Security Agents Need a Thinner Harness
Today's AI coding agent harnesses (tools like Codex and Claude Code) are heavy-duty applications. They come bundled with dependency trees, runtime requirements, and a security surface area that grows with every update. The common argument is that writing them in a systems language like Rust solves the problem. It doesn't. The bloat isn't in the language per-se. No matter what you write it in, a fat client that needs to manage state, models, tools, memory, and orchestration locally will always be difficult to maintain, difficult to port, and difficult to trust.
The real problem becomes clear when you think about where AI agents are headed next, which is the topic for this week, i.e network security.
We are approaching a future where AI agents will be the first line of defense (and offense) across every network. Defensive agents will sit on individual nodes, monitoring traffic, watching for anomalies, acting on threats in real time. They won't wait for a human to review a dashboard. They will detect, decide, and respond. Meanwhile, attackers will deploy their own agents for probing, scanning, attempting lateral movement, trying to stay undetected. It will be agent versus agent, operating at machine speed, 24 hours a day.
In that world, the agent harness matters enormously. You can't deploy a 500MB application with a Python or a Node runtime and a dozen transitive dependencies to every node in your network. You can't afford for that agent to carry local state that could be exfiltrated if compromised. You can't manage updates across thousands of instances when each one requires a complex installation procedure. You need the opposite. You need a single binary, the smallest footprint possible, with no local state worth stealing.
The only way to achieve this is to shift the complexity back to the server. The agent on the node should be a thin client that has just enough code to receive instructions, execute actions, and report results. The reasoning, the conversation state, the model inference belong on a managed plane where it can be secured, monitored, and updated without touching the deployed agents.
This is exactly where ChatBotKit core technology has shown its strength since day one. The ChatBotKit agent builder provides the control plane. You design, configure, and update your agents from a single interface. The ChatBotKit Go SDK compiles down to a single binary, roughly 6MB, that contains everything the agent needs to operate. No runtime dependencies. No package manager. No supply chain to compromise. No secrets in .env files. Just a static binary that talks to the ChatBotKit conversation API.
The architecture has a critical security property. Because the stateful conversation API handles reasoning server-side, the agent's intelligence runs remotely and only the results are served locally.
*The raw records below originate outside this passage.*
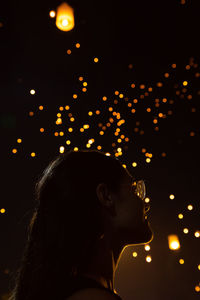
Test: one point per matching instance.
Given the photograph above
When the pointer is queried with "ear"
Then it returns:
(106, 198)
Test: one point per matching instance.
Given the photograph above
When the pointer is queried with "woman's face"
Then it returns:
(129, 222)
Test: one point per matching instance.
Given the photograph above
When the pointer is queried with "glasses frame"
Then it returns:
(138, 187)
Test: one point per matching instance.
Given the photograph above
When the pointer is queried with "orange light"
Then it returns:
(65, 17)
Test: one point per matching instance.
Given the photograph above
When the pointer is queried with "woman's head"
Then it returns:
(80, 196)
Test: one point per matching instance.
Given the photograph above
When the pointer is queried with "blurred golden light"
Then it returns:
(65, 17)
(148, 258)
(192, 133)
(62, 149)
(180, 216)
(190, 207)
(197, 233)
(52, 14)
(173, 242)
(134, 254)
(181, 261)
(147, 247)
(32, 92)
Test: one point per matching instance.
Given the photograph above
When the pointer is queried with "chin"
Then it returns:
(145, 234)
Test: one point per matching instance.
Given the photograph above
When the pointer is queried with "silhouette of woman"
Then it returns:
(89, 208)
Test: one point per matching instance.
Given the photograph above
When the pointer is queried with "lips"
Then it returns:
(146, 210)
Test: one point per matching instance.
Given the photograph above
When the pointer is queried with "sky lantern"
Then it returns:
(173, 242)
(65, 17)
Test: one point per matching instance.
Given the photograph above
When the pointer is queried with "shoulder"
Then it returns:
(92, 293)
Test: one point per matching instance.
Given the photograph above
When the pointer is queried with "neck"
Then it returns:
(103, 264)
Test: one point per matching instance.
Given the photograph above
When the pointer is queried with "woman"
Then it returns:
(89, 208)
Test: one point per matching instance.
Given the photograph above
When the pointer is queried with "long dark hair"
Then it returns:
(65, 223)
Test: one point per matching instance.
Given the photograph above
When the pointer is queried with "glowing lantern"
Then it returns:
(173, 242)
(65, 17)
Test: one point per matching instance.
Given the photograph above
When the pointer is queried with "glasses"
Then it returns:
(138, 187)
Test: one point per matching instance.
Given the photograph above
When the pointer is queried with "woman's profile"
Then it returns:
(89, 207)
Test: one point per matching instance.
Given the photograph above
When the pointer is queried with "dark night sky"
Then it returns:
(150, 35)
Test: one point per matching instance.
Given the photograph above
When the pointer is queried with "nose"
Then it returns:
(147, 207)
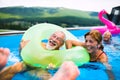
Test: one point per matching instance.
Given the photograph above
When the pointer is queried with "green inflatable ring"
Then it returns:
(35, 55)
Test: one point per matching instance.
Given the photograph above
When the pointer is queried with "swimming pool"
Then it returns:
(94, 71)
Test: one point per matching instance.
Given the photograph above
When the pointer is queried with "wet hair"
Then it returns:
(95, 34)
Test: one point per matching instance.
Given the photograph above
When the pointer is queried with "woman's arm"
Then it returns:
(70, 43)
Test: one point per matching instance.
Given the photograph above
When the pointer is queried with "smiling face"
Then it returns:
(107, 37)
(93, 40)
(91, 44)
(56, 40)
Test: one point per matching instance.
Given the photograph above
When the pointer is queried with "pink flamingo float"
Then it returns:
(110, 26)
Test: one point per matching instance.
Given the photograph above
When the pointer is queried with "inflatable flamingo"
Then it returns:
(110, 26)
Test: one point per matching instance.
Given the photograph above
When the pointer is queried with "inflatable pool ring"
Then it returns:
(34, 54)
(110, 26)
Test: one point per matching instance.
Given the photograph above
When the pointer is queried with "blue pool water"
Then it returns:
(91, 71)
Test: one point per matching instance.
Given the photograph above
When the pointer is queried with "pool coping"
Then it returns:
(22, 32)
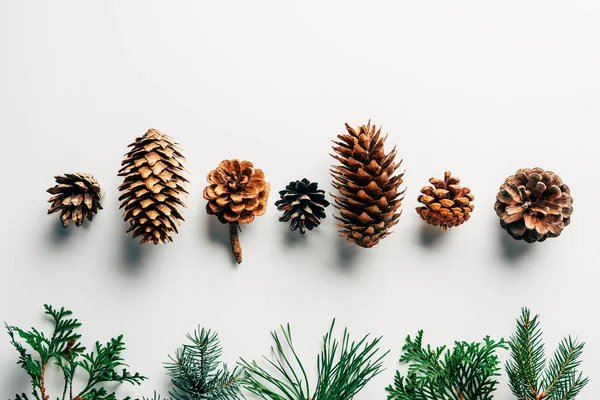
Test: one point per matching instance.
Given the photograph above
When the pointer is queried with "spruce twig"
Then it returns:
(466, 372)
(343, 367)
(63, 349)
(529, 377)
(196, 372)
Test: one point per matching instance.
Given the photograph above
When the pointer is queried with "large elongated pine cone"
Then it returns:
(446, 203)
(534, 205)
(153, 187)
(237, 193)
(78, 196)
(369, 198)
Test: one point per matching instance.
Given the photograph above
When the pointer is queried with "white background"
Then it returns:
(478, 88)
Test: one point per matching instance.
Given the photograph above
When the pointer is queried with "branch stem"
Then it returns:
(43, 383)
(234, 228)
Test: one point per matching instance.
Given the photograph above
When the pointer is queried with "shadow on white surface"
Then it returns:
(294, 238)
(348, 254)
(513, 250)
(133, 254)
(430, 236)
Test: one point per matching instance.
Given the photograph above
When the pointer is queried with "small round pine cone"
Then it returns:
(237, 193)
(303, 205)
(78, 196)
(534, 205)
(445, 204)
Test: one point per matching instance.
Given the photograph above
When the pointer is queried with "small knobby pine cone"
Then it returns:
(153, 187)
(446, 203)
(78, 196)
(534, 205)
(237, 192)
(370, 198)
(303, 205)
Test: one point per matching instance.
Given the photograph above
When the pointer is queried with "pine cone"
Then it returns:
(153, 187)
(303, 204)
(236, 194)
(534, 205)
(78, 195)
(370, 199)
(446, 204)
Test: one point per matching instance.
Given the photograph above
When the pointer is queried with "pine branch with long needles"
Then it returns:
(467, 372)
(343, 368)
(196, 372)
(530, 377)
(63, 349)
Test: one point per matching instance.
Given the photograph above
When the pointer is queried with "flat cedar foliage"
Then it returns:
(62, 349)
(467, 372)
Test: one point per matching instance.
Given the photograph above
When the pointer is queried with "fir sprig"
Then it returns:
(64, 350)
(343, 368)
(197, 373)
(466, 372)
(529, 378)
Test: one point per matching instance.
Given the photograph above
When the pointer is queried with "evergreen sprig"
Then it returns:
(528, 376)
(196, 372)
(343, 367)
(466, 372)
(104, 364)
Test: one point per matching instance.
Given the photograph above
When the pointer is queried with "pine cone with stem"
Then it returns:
(303, 205)
(153, 187)
(369, 197)
(236, 194)
(534, 205)
(77, 196)
(446, 203)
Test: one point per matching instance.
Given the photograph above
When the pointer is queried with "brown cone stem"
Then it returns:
(234, 228)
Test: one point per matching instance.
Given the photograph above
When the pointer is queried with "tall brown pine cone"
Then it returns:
(534, 205)
(78, 196)
(236, 194)
(446, 203)
(153, 187)
(369, 198)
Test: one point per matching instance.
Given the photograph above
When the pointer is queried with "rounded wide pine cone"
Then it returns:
(153, 187)
(78, 196)
(370, 198)
(534, 205)
(237, 192)
(303, 205)
(445, 204)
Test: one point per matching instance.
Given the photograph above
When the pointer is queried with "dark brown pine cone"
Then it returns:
(78, 196)
(303, 205)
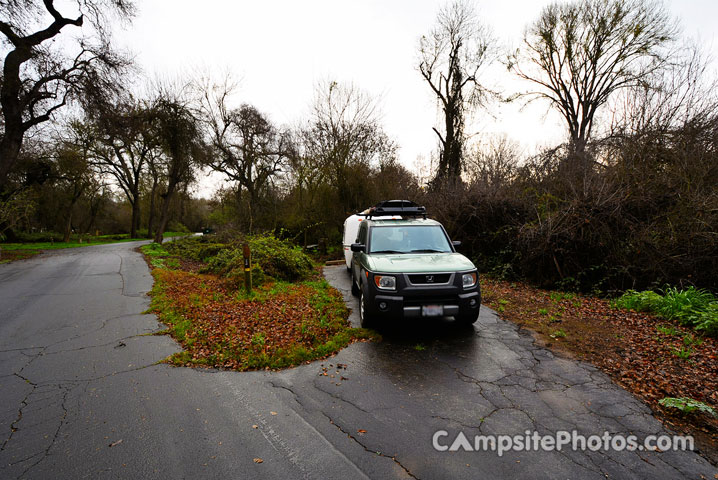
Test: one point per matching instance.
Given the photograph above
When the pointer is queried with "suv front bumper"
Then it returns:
(409, 300)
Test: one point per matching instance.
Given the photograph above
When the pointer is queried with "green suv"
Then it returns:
(410, 268)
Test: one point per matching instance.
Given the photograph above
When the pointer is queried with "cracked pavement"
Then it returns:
(82, 395)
There is no model running on the node and there is no state. There are no credentials stored in the agent's memory or in files. The worst an attacker can do is stop the agent from working. They cannot extract the reasoning chain, the system prompt, or any secrets managed by the platform. The agent is, in a sense, hollow. Useful but not exploitable.
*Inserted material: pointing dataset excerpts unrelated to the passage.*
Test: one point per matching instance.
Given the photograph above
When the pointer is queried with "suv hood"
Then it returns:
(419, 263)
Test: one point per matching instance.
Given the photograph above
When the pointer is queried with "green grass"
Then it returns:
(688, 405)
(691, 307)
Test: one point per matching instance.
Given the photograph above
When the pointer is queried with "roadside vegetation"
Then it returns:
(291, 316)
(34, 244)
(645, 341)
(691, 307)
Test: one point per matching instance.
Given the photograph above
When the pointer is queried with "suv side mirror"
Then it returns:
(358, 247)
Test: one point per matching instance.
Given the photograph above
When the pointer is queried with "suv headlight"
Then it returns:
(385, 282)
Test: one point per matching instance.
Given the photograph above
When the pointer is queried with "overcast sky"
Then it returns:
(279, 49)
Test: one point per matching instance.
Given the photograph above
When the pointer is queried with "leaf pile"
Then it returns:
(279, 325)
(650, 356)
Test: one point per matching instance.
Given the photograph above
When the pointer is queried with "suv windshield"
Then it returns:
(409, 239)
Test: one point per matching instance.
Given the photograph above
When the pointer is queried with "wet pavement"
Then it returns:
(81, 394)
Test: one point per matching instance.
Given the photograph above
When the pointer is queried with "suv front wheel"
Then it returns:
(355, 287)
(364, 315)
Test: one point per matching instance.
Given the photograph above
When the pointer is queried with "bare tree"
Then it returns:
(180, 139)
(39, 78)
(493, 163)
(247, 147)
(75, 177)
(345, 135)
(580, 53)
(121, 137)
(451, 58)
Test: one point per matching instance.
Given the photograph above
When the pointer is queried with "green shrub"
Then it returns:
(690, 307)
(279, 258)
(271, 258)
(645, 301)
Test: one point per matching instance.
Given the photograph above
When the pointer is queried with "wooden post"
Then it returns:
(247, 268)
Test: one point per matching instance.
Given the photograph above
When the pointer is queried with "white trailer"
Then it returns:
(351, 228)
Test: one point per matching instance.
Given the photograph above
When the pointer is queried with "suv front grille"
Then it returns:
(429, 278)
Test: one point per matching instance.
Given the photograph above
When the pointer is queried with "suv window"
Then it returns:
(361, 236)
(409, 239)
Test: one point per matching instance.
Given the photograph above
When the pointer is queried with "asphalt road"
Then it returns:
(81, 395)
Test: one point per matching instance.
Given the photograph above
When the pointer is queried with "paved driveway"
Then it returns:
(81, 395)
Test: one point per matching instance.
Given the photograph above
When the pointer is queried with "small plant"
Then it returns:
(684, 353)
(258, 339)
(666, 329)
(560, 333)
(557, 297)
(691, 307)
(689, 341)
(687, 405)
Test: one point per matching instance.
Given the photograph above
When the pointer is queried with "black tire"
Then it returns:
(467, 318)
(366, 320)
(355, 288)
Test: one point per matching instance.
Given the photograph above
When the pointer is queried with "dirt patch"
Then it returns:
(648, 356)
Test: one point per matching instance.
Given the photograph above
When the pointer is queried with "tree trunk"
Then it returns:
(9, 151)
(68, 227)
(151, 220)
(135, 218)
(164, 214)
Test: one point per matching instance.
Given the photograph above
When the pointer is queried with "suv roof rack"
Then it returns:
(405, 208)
There is another advantage that matters at scale. The same agent definition can run across multiple instances (on the same node or across an entire fleet) without coordination overhead. Each instance connects independently to the ChatBotKit conversation API and operates autonomously. The entire agent network can be reconfigured from the control plane. Need to change detection rules? Update the agent definition once. Need to redeploy across a new subnet? Ship the same binary. Need to rotate credentials? The credentials never lived on the node in the first place.
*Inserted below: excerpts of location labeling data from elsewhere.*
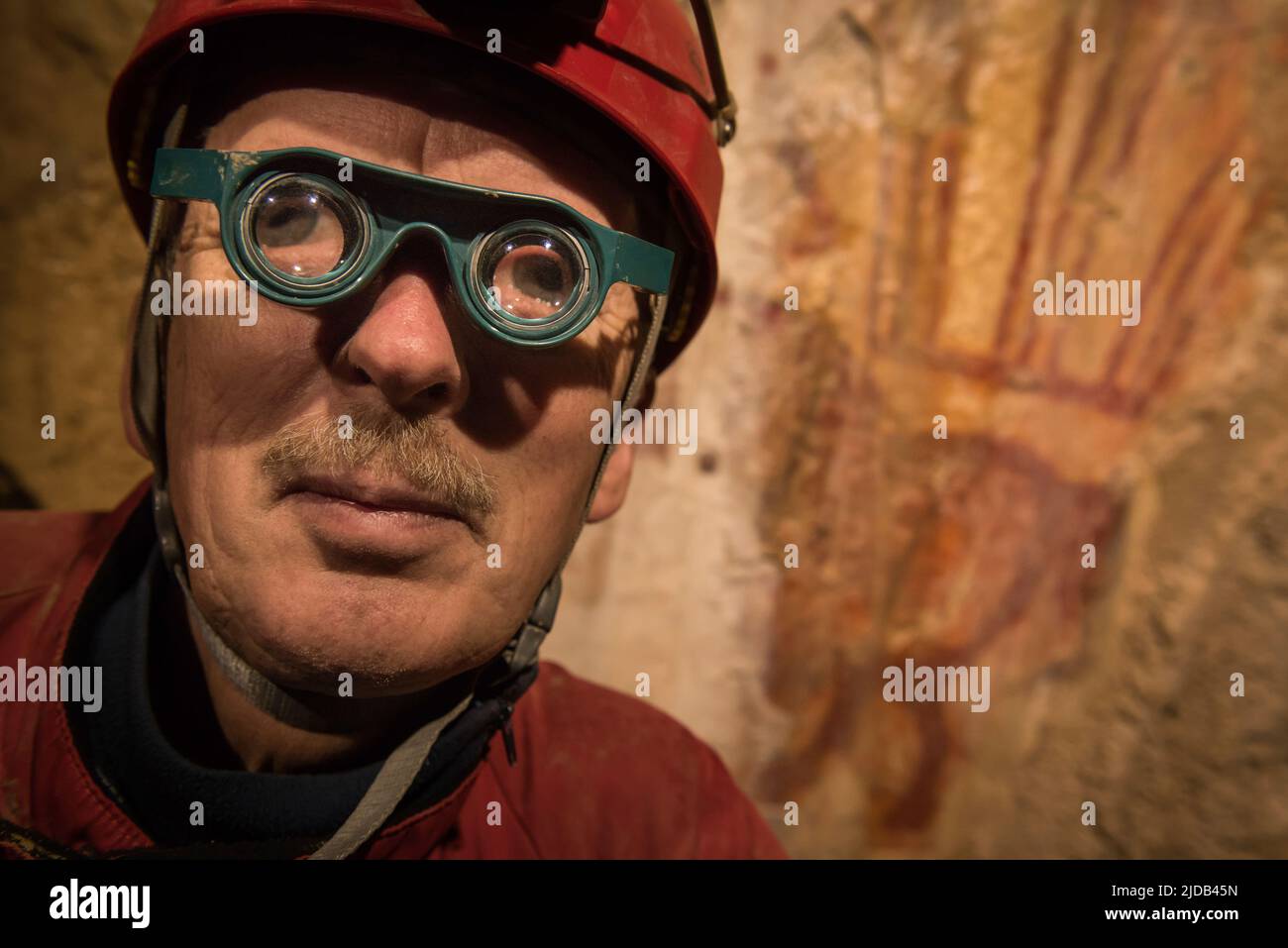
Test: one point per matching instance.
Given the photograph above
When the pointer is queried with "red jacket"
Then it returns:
(599, 775)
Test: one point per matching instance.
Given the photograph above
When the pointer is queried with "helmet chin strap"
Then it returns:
(399, 771)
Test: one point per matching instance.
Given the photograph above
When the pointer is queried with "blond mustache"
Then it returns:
(415, 451)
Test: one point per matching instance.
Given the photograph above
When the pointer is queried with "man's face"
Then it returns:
(377, 557)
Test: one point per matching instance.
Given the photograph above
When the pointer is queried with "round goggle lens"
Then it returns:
(532, 274)
(303, 228)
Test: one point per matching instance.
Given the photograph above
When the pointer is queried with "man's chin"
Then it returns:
(382, 638)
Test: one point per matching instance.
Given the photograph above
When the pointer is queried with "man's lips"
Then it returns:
(369, 494)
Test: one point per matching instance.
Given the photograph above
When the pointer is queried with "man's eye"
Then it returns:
(286, 223)
(544, 278)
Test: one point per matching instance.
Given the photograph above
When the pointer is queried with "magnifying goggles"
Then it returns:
(529, 269)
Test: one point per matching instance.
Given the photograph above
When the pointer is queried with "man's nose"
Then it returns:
(404, 346)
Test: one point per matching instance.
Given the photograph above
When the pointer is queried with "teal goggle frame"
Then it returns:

The future of network security is not bigger firewalls or faster SIEM dashboards. It is a mesh of lightweight AI agents where some are defending, some hunting but all operating at a speed and scale that humans alone cannot sustain. The question is whether those agents will be bloated, fragile, and dependent on whatever toolchain was trending when they were built, or whether they will be thin, disposable, and controlled from a secure plane.
I know which architecture I'd bet on.
A practical note: ChatBotKit's Go SDK is open source and produces a single static binary with no external dependencies. Combined with the stateful conversation API, it gives you a deployment model where the agent harness is thin enough to run anywhere and the intelligence stays where it belongs.